Acórdão nº 293/03.1TAVFX.E2 de Tribunal da Relação de Évora, 05 de Dezembro de 2017

Magistrado ResponsávelGILBERTO CUNHA
Data da Resolução05 de Dezembro de 2017
EmissorTribunal da Relação de Évora

Acordam, em conferência, na Secção Criminal do Tribunal da Relação de Évora: RELATÓRIO.

Decisão recorrida.

No Processo comum colectivo que com nº293/03.1TAVFX corre termos pelo Juízo Central Cível e Criminal de Beja (juiz-3) do Tribunal Judicial da Comarca de Beja, o arguido FD, com os sinais dos autos, por acórdão de 16-03-2011, transitado em julgado em 18-01-2012, foi condenado pela prática de um crime de burla qualificada, pp. pelas disposições conjugadas dos arts. 217º, nº1 e 218º, nº2, al.a) e 202º, al.b), todos do Código Penal, na pena de 4 anos de prisão, suspensa na sua execução por igual período de, condicionada ao dever de pagar à assistente HN, a quantia de € 43.758,25 no período 24 meses.

Por despacho proferido em 04-06-2014, ao abrigo do disposto no art.55º, al. d) do C. Penal foi prorrogado aquele prazo para cumprimento integral do dever imposto (apenas havia pago à assistente € 1.000,00) até ao final de 2015.

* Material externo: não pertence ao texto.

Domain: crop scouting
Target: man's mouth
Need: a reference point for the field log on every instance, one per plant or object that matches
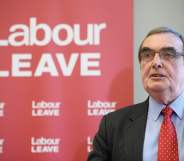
(157, 75)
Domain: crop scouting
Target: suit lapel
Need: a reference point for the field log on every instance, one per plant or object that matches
(135, 132)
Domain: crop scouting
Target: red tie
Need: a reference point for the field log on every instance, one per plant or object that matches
(168, 144)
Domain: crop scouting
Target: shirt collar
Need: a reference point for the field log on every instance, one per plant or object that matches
(177, 105)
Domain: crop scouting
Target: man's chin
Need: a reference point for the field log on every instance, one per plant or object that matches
(157, 88)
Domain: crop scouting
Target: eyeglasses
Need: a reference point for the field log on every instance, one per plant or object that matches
(167, 54)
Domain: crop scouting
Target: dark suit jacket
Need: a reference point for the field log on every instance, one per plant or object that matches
(121, 135)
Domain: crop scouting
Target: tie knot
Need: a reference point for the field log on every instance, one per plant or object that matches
(167, 111)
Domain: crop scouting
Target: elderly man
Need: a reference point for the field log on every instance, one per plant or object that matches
(152, 130)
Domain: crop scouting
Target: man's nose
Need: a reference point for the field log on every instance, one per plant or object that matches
(157, 61)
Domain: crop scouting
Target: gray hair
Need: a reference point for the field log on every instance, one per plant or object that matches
(161, 30)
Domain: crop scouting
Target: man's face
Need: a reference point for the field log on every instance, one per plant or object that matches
(160, 75)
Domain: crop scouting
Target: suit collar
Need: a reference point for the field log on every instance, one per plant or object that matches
(135, 132)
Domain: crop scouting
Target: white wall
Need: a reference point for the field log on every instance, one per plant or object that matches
(149, 14)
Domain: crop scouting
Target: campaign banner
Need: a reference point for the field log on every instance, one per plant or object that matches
(64, 64)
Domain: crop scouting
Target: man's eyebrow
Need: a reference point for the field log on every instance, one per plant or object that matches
(163, 48)
(168, 48)
(146, 49)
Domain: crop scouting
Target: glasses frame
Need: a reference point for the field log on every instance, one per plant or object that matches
(166, 53)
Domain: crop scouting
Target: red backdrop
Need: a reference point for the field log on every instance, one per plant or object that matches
(50, 105)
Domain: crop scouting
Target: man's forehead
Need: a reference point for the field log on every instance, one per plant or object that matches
(160, 40)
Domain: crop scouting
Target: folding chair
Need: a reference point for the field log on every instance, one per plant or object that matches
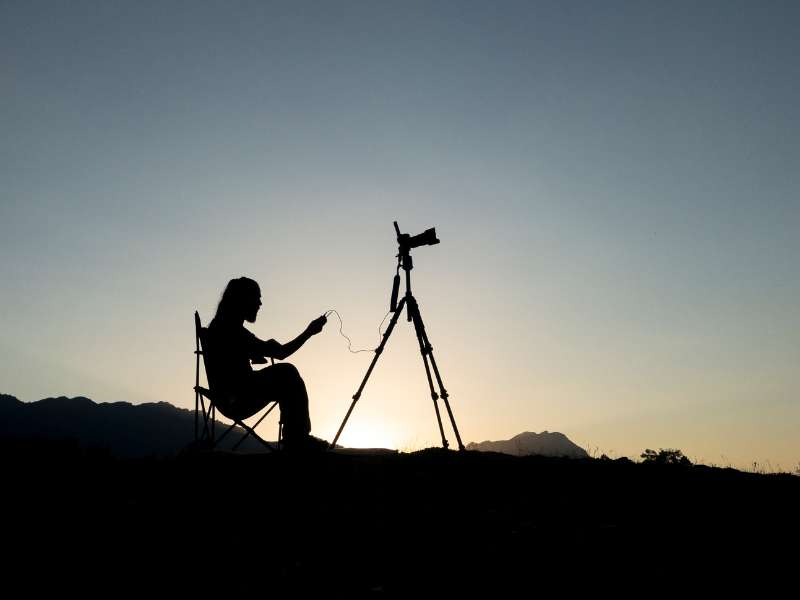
(207, 435)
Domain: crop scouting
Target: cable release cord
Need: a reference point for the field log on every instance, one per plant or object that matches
(349, 343)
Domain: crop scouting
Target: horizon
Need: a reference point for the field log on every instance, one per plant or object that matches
(615, 189)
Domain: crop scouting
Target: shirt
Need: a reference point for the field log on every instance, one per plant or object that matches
(228, 348)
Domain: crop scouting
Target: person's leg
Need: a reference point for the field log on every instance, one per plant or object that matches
(282, 382)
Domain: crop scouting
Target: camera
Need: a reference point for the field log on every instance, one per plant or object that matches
(407, 242)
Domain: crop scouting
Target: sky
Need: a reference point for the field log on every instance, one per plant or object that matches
(616, 188)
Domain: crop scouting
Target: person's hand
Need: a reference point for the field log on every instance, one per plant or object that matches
(316, 325)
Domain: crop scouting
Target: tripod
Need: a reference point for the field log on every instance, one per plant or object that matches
(410, 303)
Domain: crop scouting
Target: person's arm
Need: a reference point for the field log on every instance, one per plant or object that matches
(283, 351)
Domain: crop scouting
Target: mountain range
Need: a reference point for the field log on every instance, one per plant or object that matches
(161, 429)
(121, 428)
(547, 443)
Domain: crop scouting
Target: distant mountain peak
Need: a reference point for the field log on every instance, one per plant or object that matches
(529, 443)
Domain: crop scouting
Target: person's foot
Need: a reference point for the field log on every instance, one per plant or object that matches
(305, 444)
(316, 444)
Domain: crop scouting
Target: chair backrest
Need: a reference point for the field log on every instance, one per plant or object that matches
(201, 342)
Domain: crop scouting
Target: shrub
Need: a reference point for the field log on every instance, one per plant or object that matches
(665, 456)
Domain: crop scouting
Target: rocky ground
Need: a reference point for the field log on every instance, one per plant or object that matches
(433, 521)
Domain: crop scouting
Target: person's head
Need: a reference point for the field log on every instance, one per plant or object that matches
(240, 300)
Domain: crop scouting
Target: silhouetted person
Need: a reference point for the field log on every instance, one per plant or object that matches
(241, 391)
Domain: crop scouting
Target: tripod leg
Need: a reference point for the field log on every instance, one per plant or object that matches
(444, 395)
(425, 349)
(378, 352)
(427, 353)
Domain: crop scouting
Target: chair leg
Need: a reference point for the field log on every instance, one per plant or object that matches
(254, 434)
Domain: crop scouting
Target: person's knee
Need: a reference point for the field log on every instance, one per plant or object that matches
(288, 369)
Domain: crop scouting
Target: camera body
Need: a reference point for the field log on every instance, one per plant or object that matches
(407, 242)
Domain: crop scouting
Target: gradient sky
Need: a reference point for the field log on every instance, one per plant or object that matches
(616, 186)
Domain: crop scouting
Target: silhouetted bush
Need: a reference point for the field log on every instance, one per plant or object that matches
(665, 456)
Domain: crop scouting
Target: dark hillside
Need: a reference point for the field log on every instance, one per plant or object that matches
(403, 525)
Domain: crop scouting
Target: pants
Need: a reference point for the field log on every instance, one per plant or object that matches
(281, 382)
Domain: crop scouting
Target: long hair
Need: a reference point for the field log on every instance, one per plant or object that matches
(236, 293)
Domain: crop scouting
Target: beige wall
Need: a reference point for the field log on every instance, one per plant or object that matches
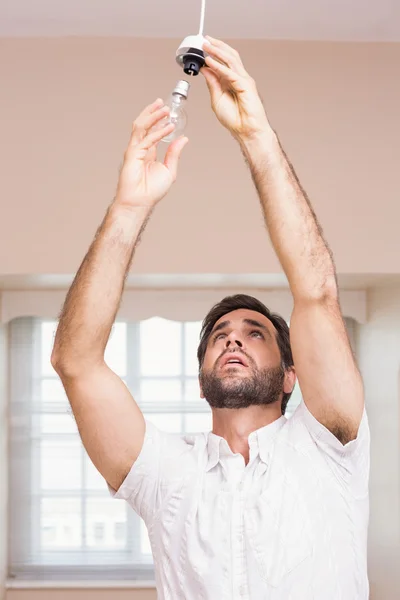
(66, 110)
(378, 349)
(3, 463)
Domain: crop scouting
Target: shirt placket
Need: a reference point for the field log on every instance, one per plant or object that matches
(240, 589)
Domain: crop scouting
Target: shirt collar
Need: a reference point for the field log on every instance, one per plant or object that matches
(259, 443)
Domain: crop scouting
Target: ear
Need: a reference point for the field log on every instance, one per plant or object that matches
(289, 381)
(201, 390)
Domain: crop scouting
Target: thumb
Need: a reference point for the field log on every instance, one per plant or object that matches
(212, 81)
(173, 155)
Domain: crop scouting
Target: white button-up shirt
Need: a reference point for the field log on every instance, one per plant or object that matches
(289, 525)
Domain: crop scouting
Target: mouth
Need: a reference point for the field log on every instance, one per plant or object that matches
(234, 361)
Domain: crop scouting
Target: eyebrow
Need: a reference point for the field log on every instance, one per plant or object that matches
(251, 322)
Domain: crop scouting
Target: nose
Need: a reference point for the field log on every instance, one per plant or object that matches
(233, 340)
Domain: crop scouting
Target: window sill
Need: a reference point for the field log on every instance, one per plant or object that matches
(127, 585)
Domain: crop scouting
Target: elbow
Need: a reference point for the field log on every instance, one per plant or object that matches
(72, 366)
(64, 365)
(321, 291)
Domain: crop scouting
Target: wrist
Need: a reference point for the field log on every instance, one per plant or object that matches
(121, 210)
(264, 141)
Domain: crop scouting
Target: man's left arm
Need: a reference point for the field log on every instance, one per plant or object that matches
(329, 379)
(330, 382)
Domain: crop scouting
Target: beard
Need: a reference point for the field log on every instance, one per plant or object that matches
(263, 387)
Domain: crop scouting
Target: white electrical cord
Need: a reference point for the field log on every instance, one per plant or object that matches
(203, 11)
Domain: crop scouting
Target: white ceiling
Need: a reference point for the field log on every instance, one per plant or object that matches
(338, 20)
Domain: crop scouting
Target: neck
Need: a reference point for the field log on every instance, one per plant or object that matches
(236, 424)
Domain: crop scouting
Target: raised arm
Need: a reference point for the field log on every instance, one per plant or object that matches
(110, 423)
(329, 379)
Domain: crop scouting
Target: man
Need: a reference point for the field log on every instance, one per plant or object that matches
(263, 507)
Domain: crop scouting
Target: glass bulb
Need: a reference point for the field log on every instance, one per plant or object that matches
(177, 114)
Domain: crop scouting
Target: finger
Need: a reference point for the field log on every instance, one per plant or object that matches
(225, 54)
(222, 72)
(145, 122)
(153, 138)
(173, 154)
(212, 80)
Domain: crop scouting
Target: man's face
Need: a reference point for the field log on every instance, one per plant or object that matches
(242, 363)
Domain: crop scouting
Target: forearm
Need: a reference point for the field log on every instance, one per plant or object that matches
(292, 225)
(94, 297)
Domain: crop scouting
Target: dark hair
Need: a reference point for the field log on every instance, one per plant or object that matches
(231, 303)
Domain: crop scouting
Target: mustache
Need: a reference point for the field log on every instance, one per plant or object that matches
(234, 351)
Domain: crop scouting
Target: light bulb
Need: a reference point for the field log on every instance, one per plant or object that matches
(177, 114)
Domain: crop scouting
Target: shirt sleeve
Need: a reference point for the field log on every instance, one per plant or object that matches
(142, 488)
(350, 461)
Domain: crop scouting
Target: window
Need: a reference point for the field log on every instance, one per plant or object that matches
(63, 522)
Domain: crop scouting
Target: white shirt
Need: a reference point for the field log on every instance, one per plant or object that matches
(289, 525)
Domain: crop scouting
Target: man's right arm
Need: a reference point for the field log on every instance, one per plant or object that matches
(109, 421)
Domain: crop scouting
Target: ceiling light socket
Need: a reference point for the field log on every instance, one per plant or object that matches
(190, 54)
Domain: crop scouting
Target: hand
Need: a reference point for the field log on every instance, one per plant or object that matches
(234, 96)
(143, 180)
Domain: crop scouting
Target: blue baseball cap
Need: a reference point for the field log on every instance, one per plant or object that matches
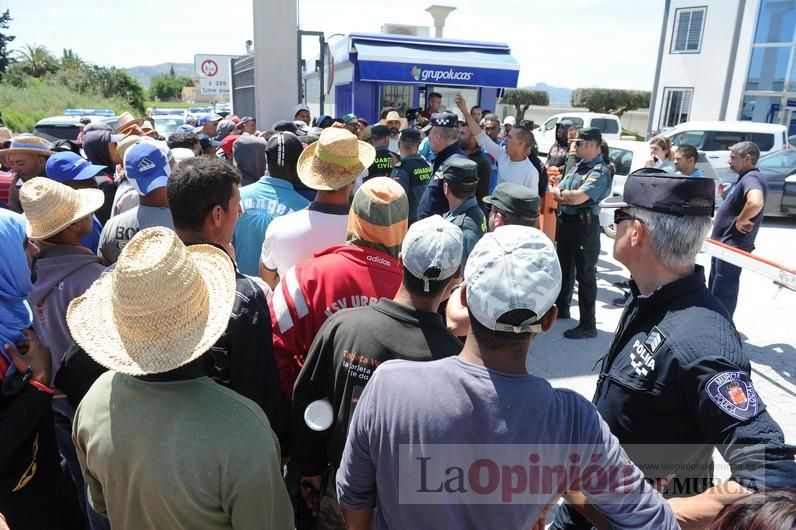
(67, 166)
(147, 167)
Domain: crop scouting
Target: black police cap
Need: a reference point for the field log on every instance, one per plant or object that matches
(515, 199)
(410, 135)
(659, 191)
(461, 173)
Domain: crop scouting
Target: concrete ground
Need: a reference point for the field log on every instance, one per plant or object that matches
(765, 317)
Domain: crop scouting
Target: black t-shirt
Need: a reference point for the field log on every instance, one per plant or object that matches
(345, 353)
(724, 225)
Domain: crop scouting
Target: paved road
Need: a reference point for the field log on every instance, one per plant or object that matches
(765, 318)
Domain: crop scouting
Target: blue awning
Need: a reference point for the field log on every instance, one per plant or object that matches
(405, 62)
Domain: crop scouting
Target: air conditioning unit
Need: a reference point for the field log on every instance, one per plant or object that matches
(403, 29)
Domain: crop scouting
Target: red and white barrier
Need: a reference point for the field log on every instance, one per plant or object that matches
(779, 274)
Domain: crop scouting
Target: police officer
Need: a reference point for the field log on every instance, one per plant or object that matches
(412, 171)
(676, 372)
(578, 196)
(460, 179)
(443, 138)
(382, 164)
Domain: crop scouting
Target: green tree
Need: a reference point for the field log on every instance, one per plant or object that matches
(5, 60)
(610, 101)
(522, 99)
(37, 61)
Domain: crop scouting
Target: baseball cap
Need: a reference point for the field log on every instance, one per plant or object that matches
(282, 152)
(205, 141)
(589, 133)
(379, 131)
(147, 167)
(659, 191)
(66, 166)
(410, 135)
(298, 108)
(432, 249)
(515, 199)
(514, 267)
(461, 172)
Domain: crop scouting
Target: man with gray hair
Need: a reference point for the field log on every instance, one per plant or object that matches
(676, 383)
(737, 221)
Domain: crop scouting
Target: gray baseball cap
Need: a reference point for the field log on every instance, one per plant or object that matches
(514, 267)
(432, 249)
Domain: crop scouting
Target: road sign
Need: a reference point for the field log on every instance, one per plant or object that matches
(213, 71)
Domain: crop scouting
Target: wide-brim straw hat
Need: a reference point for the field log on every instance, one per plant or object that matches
(163, 306)
(29, 144)
(335, 160)
(50, 206)
(393, 116)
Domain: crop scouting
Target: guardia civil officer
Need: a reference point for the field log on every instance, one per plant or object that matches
(412, 171)
(460, 179)
(382, 164)
(578, 196)
(676, 383)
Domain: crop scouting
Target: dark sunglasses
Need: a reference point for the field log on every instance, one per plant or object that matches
(620, 215)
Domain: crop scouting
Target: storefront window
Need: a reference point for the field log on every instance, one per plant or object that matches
(398, 96)
(449, 92)
(768, 69)
(776, 21)
(764, 109)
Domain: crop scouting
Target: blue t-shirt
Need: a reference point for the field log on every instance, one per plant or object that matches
(261, 202)
(724, 224)
(446, 455)
(91, 240)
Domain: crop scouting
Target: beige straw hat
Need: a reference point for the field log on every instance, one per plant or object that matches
(335, 160)
(50, 206)
(163, 306)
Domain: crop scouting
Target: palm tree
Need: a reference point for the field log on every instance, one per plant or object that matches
(36, 60)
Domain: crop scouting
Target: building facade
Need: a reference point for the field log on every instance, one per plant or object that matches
(726, 60)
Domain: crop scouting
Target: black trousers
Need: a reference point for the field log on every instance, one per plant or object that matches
(578, 250)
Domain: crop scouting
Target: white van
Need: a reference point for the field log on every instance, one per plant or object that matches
(716, 137)
(609, 124)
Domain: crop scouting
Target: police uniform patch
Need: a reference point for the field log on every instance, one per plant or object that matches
(654, 340)
(733, 393)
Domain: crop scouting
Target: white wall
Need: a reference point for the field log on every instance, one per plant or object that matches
(706, 71)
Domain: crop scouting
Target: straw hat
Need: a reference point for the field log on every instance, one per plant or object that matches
(163, 306)
(394, 116)
(28, 144)
(50, 206)
(335, 160)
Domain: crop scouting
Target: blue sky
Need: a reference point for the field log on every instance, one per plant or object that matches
(569, 43)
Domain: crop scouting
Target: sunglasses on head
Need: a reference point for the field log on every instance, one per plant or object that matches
(621, 215)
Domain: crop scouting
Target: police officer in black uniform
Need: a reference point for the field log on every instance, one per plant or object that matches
(460, 180)
(578, 196)
(382, 164)
(412, 171)
(676, 382)
(443, 137)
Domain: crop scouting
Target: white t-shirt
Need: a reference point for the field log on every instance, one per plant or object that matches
(521, 172)
(296, 236)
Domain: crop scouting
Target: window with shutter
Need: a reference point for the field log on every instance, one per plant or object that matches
(688, 27)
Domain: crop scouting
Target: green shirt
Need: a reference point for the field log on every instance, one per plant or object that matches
(179, 454)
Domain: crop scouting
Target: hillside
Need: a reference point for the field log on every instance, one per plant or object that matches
(143, 74)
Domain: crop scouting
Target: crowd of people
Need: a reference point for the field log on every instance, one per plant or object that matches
(331, 324)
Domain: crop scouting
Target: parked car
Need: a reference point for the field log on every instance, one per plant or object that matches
(779, 170)
(67, 127)
(628, 156)
(716, 137)
(609, 124)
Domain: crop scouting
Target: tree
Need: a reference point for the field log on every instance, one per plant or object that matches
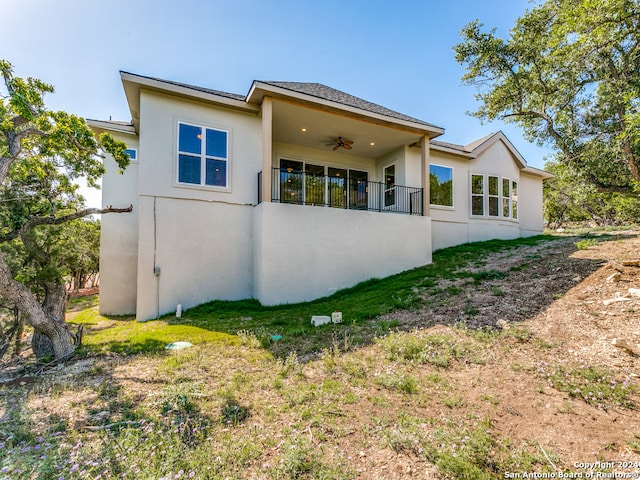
(569, 76)
(42, 152)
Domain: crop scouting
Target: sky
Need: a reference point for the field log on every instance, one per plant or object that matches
(397, 54)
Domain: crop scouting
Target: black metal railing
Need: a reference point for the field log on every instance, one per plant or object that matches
(291, 186)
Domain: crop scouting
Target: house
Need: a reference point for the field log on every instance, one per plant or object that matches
(289, 193)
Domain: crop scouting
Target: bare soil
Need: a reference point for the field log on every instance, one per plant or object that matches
(569, 305)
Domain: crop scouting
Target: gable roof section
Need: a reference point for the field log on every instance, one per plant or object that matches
(330, 99)
(331, 94)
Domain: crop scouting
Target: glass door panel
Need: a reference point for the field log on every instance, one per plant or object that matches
(337, 188)
(358, 190)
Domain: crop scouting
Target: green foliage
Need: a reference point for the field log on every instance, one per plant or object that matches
(569, 76)
(569, 197)
(595, 385)
(435, 349)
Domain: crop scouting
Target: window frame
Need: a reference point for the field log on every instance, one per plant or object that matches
(512, 197)
(481, 195)
(203, 157)
(437, 205)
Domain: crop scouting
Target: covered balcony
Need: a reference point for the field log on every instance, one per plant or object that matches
(340, 188)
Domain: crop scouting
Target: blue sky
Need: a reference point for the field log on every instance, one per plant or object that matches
(397, 54)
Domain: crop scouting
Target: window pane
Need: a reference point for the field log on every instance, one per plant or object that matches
(477, 184)
(493, 206)
(188, 169)
(493, 185)
(358, 189)
(441, 185)
(216, 143)
(216, 173)
(131, 152)
(337, 187)
(314, 185)
(477, 205)
(190, 139)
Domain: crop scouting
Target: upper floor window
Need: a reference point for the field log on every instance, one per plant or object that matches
(202, 156)
(441, 186)
(477, 194)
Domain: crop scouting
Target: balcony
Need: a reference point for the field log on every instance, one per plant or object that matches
(343, 189)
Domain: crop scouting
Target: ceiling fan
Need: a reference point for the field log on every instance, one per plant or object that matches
(340, 142)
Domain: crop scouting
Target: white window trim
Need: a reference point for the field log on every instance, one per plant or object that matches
(453, 189)
(135, 149)
(203, 157)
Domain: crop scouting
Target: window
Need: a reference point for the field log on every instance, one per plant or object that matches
(477, 194)
(389, 185)
(202, 156)
(133, 154)
(514, 200)
(493, 196)
(506, 198)
(441, 185)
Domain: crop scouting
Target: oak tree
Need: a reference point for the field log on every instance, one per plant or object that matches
(569, 76)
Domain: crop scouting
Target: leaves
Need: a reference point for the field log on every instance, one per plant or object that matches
(569, 76)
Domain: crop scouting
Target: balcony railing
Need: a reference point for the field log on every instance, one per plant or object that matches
(291, 186)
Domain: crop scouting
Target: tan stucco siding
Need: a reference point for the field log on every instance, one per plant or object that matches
(203, 251)
(160, 116)
(119, 236)
(530, 205)
(302, 253)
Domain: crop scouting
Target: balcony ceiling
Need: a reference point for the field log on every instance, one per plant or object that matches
(323, 128)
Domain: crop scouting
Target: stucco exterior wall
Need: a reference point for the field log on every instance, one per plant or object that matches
(203, 251)
(119, 236)
(302, 253)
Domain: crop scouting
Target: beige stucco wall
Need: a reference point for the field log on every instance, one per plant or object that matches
(530, 205)
(119, 236)
(456, 225)
(159, 118)
(302, 252)
(203, 250)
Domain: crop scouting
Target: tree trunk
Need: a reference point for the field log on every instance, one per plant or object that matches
(46, 319)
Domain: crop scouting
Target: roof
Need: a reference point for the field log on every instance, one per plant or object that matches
(324, 92)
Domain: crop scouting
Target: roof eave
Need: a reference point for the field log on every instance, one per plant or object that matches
(108, 126)
(453, 151)
(132, 84)
(259, 90)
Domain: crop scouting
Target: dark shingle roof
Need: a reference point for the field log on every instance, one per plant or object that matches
(331, 94)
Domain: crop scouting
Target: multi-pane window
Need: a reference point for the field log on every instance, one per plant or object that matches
(506, 197)
(202, 156)
(514, 199)
(477, 194)
(441, 185)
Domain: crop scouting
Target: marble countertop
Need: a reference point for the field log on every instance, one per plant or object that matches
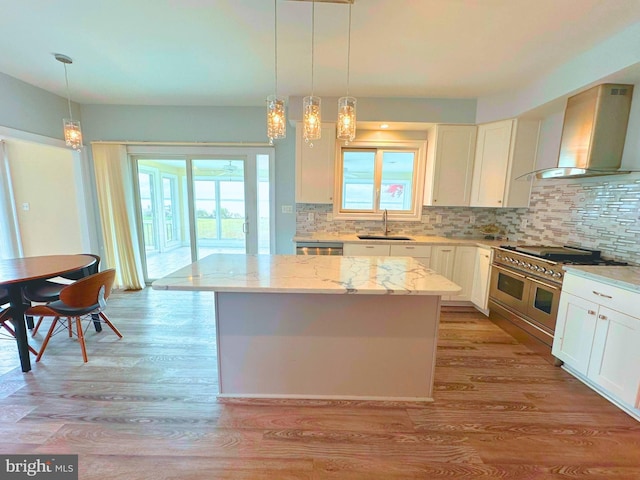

Posteriormente em 31-03-2017, o Ministério Público, invocando terem passado mais de cinco anos desde o trânsito em julgado da condenação e ser desconhecido o paradeiro e a situação económica do condenado e, por isso, não sendo possível concluir-se pela sua culpa e muito menos grosseira, no incumprimento da obrigação a que ficou subordinada a suspensão da execução da pena de prisão, promoveu que nos termos do art.57º, nº1 do C. Penal fosse declarada extinta a pena.

Ordenada a notificação dessa promoção ao condenado e à assistente para, querendo se pronunciarem, apenas esta se manifestou declarando não concordar com a promoção do MºPº, acrescentando que aquele estaria em Angola e que possivelmente em breve regressaria a Portugal.

De salientar que em cumprimento daquele despacho foi notificado o defensor do condenado e com vista à notificação deste foi enviada carta via postal simples com prova de depósito para um endereço de que antes já havia informação de nessa morada ele nunca ter residido (fls.684).

Por despacho proferido em 05-05-2017, sob invocação do art56º, nº1, al. a) do C. Penal foi revogada a suspensão da pena de 4 anos de prisão em que o arguido fora condenado.

Recurso.

Inconformado o Ministério Público interpôs recurso deste último despacho, pedindo que seja revogado e substituído por outro que declare extinta a pena, dizendo, em sede de conclusões, o seguinte: 1.º - Da conjugação dos artigos 55 e 56, n.º 1, al. a), do Código Penal, resulta que o incumprimento dos deveres ou regras de conduta que condicionam a suspensão da execução da pena, só por si, não acarreta a revogação da suspensão da execução da pena.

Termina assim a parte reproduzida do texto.